Wazuh dashboard

The Wazuh dashboard is a flexible and intuitive web interface for visualizing security data. It queries the Wazuh indexer to visualize alerts, events, and security analytics. It enables users to perform the following tasks.

  • Investigate events and alerts.

  • Configure the Wazuh manager and Wazuh indexer.

  • Enforce role-based access control (RBAC) and single sign-on (SSO).

  • Manage Wazuh agents and enrollment workflows.

  • Health checks, notifications, and alerting integrations.

  • Test custom rules and decoders (Developer tools).

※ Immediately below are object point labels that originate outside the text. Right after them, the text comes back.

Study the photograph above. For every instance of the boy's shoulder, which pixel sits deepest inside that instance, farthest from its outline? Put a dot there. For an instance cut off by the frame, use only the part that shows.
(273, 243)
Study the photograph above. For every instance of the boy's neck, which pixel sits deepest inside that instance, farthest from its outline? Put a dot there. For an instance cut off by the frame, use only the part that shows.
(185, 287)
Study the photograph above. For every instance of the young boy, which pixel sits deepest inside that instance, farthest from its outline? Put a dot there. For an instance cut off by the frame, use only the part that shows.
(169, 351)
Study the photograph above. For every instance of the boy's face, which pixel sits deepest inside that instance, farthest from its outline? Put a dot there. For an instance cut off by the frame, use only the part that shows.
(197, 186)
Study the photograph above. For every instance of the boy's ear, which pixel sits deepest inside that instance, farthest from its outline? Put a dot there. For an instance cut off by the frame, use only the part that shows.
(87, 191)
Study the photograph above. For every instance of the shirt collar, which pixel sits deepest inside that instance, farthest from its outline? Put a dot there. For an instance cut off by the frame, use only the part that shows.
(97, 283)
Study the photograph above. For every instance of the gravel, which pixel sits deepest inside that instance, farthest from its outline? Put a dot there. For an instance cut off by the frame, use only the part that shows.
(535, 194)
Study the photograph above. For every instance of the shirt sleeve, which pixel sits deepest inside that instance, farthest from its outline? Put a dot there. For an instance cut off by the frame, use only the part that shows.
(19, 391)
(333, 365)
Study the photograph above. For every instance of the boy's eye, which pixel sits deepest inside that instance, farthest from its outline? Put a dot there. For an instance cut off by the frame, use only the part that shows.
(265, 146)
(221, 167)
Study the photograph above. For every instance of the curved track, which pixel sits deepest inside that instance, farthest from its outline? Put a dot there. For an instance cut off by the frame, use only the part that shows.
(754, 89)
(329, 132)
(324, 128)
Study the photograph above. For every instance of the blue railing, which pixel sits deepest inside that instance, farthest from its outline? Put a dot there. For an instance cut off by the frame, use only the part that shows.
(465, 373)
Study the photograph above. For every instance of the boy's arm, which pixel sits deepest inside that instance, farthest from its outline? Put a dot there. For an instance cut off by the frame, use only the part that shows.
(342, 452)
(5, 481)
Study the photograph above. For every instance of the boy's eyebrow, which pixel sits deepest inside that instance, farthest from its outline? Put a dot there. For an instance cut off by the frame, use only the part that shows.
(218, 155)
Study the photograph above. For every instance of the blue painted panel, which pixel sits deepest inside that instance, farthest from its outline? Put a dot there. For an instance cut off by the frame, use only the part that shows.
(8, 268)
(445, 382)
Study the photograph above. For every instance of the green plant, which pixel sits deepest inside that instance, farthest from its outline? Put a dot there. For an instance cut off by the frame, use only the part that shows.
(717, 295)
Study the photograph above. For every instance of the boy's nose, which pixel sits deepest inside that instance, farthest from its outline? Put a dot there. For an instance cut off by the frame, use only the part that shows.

Data visualization and analysis

The Wazuh dashboard enables users to navigate security data collected from Wazuh agents and agentless devices. It includes dashboards for configuration assessment, threat hunting, malware detection, file integrity monitoring, IT hygiene, and regulatory compliance (for example, PCI DSS, GDPR, HIPAA, and NIST 800-53), among others. You can generate reports and create custom visualizations and dashboards.

Data visualization

Wazuh manager and Wazuh indexer management

The Wazuh dashboard provides a user interface to manage a Wazuh deployment. This includes monitoring the status, logs, and statistics of Wazuh components, configuring the Wazuh manager, and creating custom rules and decoders for log analysis and threat detection.

Wazuh manager and indexer management

Wazuh agents management

The Wazuh dashboard allows users to manage Wazuh agents in several ways including:

  • Deployment and registration

  • Centralized configuration

  • Grouping Wazuh agents

  • Monitoring and troubleshooting Wazuh agent status

  • Wazuh agent upgrades

Wazuh agents management
Agent upgrades

For each monitored endpoint, users can define which Wazuh agent modules are enabled, which log files are read, which files are monitored for integrity changes, and which configuration checks are performed.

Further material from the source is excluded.